One of the first times that was tested was deciding whether to be part of stage one of Central Plains Water.

Buying the shares was a big commitment, given they already had sufficient water rights to ground water.

The move to surface water would mean lower electricity costs because the water is delivered under pressure but a change in irrigation infrastructure on the farm was still needed because it wasn’t enough pressure to drive all their Rotorainers.

The farm gets a nutrient loss allocation through its membership of CPW, which is important with new nutrient limits coming into play for the area via Canterbury’s Land and Water Regional Plan.

“There was a community aspect to it in supporting CPW but there was also a future-proofing side to it too – although that all came at a cost,” Sam says.

They didn’t all agree on whether to take up the shares or not at the outset but because of their consensus policy kept talking through the issues point-by-point and sought further information to help them make the decision.

Ultimately they compromised and bought enough shares to water 60% of the farm.

The next major decision came when 80ha of neighbouring land became available for purchase.

It could have allowed the property to be run as a self-contained unit but despite the natural urge the group admits farmers tend to have when the neighbour’s land comes up for sale, they decided not to buy it.

The additional debt the business would have had to take on would have pushed the company’s change of ownership goal further away.

This past season the farming business also took a new tack, with Sam taking on the role of operations manager.

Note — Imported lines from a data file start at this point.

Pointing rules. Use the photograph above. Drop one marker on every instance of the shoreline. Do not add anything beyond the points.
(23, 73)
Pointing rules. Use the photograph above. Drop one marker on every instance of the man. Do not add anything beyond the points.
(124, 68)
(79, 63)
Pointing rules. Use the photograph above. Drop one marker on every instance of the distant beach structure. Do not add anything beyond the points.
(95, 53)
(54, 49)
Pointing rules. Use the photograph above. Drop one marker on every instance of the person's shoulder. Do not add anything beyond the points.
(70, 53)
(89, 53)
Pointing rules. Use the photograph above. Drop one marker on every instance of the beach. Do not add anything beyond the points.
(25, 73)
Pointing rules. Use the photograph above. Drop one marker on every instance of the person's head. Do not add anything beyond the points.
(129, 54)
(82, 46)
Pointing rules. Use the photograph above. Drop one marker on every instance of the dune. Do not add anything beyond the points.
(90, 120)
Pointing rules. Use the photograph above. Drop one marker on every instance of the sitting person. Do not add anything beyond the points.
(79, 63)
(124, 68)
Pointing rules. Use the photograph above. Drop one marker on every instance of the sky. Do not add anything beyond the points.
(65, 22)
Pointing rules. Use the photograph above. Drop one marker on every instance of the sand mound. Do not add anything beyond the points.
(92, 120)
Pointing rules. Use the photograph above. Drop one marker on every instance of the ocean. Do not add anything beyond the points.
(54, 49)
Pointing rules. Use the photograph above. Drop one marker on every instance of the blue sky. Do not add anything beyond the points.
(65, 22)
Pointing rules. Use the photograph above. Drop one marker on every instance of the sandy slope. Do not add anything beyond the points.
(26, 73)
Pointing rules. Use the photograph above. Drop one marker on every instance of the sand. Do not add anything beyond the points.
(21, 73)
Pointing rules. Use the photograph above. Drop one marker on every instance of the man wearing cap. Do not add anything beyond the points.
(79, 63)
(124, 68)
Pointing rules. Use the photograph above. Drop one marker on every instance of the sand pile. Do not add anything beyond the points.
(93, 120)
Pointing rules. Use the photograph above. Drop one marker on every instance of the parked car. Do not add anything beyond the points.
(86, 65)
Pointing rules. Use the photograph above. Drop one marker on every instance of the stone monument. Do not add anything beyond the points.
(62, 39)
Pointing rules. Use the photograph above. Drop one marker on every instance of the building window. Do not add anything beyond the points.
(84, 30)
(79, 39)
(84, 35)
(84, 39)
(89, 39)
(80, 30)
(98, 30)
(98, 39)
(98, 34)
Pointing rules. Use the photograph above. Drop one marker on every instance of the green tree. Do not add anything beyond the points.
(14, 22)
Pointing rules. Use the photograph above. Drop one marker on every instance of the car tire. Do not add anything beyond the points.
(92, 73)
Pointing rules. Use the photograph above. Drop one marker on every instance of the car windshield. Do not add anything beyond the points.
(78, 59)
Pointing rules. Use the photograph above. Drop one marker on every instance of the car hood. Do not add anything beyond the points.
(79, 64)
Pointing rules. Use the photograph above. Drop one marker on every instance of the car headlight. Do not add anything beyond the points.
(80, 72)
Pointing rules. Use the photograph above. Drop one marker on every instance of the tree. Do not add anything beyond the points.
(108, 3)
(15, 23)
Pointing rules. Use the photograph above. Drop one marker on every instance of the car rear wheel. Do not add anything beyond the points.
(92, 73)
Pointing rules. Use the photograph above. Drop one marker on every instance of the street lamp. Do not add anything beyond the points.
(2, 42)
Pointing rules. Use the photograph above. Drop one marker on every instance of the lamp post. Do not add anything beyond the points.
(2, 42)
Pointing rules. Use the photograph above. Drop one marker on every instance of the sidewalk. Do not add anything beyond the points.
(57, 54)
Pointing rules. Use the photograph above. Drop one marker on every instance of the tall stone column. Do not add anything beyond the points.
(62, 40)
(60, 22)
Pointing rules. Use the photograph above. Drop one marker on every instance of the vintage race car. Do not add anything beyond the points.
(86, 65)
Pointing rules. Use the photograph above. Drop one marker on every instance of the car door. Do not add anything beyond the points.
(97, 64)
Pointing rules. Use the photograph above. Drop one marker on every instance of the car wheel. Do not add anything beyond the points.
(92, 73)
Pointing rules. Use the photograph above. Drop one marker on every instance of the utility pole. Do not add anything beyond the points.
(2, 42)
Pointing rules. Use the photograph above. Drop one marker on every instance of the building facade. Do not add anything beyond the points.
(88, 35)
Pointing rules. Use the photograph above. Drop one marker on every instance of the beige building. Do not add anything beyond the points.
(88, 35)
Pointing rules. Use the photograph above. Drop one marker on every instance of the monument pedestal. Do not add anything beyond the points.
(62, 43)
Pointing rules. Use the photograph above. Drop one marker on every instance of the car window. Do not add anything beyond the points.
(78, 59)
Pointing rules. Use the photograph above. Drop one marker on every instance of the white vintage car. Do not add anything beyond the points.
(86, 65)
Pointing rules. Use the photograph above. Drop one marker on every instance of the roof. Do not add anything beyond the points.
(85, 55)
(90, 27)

An opportunity came up to apply for an operations manager role on Melrose, a nearby 1500-cow property owned by absentee owners Dave and Matt Peacocke.

The farm is run as two adjoining units and when the board assessed the opportunity found it fitted with their vision and several of their goals.

Sam had already stamped his mark on Carrieante and his 2IC Ben Miller was ready to take on the next challenge in his career.

The board was happy for Ben to step up to manager, keeping him in the team, with Sam overseeing the operation.

Taking on the bigger role at Melrose also gave the energetic Sam a new challenge and working for a salary off-farm ticked the box when it came to speeding up Sam and Anna’s equity growth in Carrieante.

It was a big move but their governance skills in analysing the risks, making decisions, structuring their meetings, reporting and also holding to account have all served to keep them confidently heading in the right direction.